L’objet social correspond, pour schématiser, à l’ADN d’une entreprise. Il est inscrit dans ses statuts et précise son ou ses activités (vente de nourriture, de meubles, gestion de patrimoine, etc) qui doivent être réalisées « dans l’intérêt commun des associés », autrement dit des actionnaires.

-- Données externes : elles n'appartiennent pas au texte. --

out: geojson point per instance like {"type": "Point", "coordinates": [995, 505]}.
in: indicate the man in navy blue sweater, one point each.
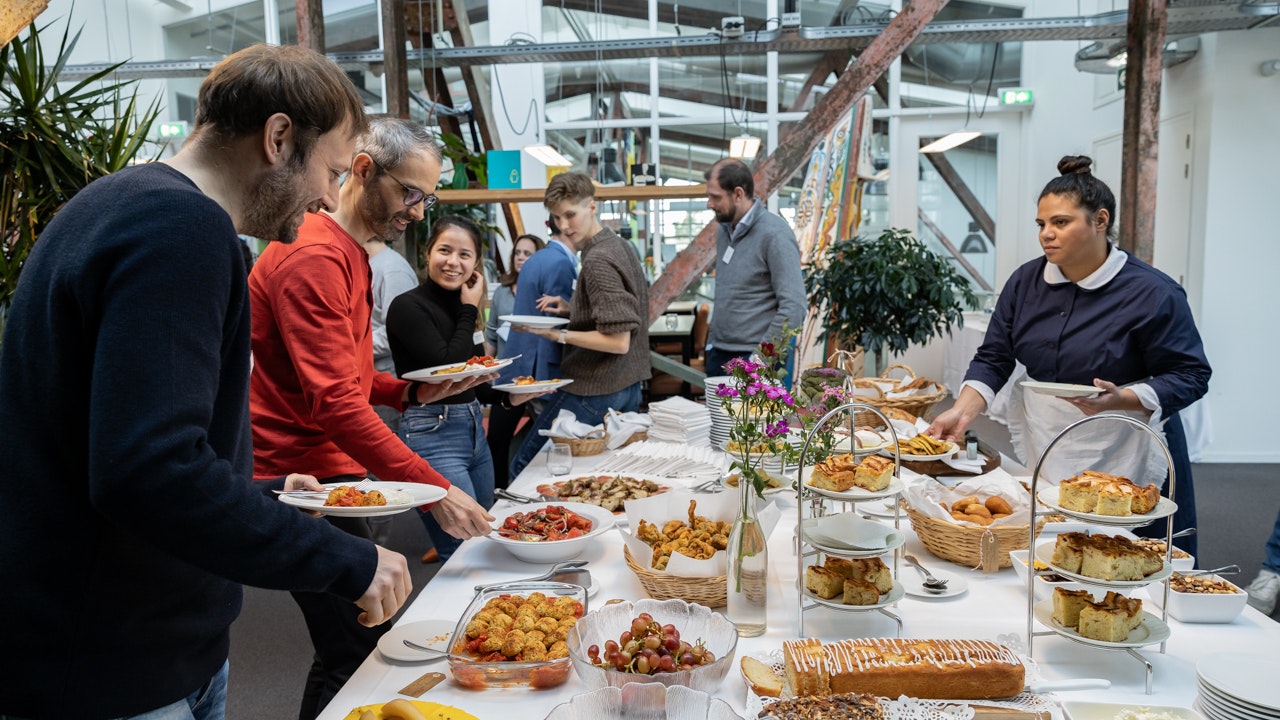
{"type": "Point", "coordinates": [127, 511]}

L’atteinte de cet objectif passe par la recherche d’un profit, au bénéfice de ceux qui possèdent l’entreprise.
« C’est une mauvaise idée »
C’est cette logique que Nicolas Hulot entend bouleverser. « Nous allons faire évoluer l’objet social des entreprises qui ne peut plus être le simple profit, sans considération pour les femmes et les hommes qui y travaillent, sans regard sur les dégâts environnementaux » a expliqué le ministre devant les représentants… du Medef.
Son discours a été fraîchement reçu par Pierre Gattaz. « C’est une mauvaise idée au mauvais moment » a répliqué le patron des patrons ce mardi, affirmant que « les entreprises sont mobilisées naturellement » en faveur du climat, et qu’il ne servait à rien d’introduire « des contraintes supplémentaires ».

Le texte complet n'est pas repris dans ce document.